Canadian Olympic Swimmer Says She Was Drugged at World Championships


Mary-Sophie Harvey shared on Instagram there is a “four-to-six-hour window where I can’t recall a single thing.”

Mary-Sophie Harvey, a Canadian swimmer and Tokyo Olympian, shared Wednesday on Instagram that she was drugged on the last night of the World Championships last month. 

“At this time I wasn’t aware of what got inside of me, I just remember waking up the next morning completely lost; with out team manager and doctor at my bedside,” Harvey said. 

Harvey continued to say she remembers beginning a celebration on the last night of the event, but her memory of the evening ends shortly thereafter.
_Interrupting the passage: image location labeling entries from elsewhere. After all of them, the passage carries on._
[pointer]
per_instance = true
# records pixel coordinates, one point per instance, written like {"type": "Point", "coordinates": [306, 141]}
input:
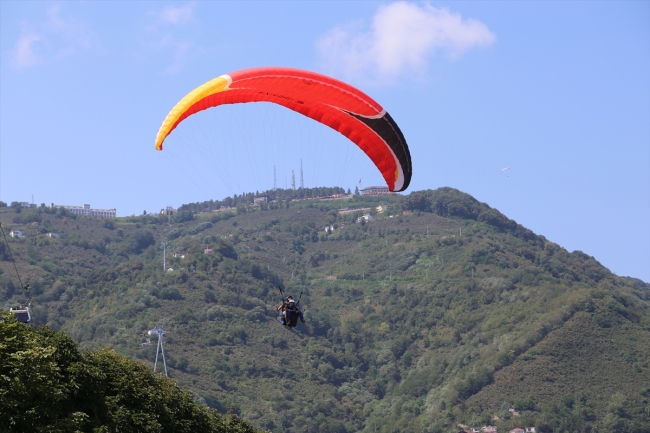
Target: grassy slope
{"type": "Point", "coordinates": [441, 329]}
“But then, I don’t remember anything. There’s this four-to-six-hour window where I can’t recall a single thing,” Harvey wrote.

Harvey added that she “found a dozen bruises” on her body when she went home the next day. She continued, “I ended up going to the hospital, where I was met with doctors & psychologists. They tested & treated me the best way they could. 

“They told me it happens more often [than] we think and that I was lucky in a way; to get out fo this with a rib sprain and a small concussion.”

The swimmer encouraged in her post for people to be careful, touching on how resources are hard to find and judgement is “still very much present.” 

“I’m still scared to think about the unknowns of that night,” she wrote in the social media post. “I’m still trying to find the ‘happy Mary’ that found happiness prior to this event. I’m still in a way, ashamed of what happened, and I think I always will be. ... But I won’t let this event define me.”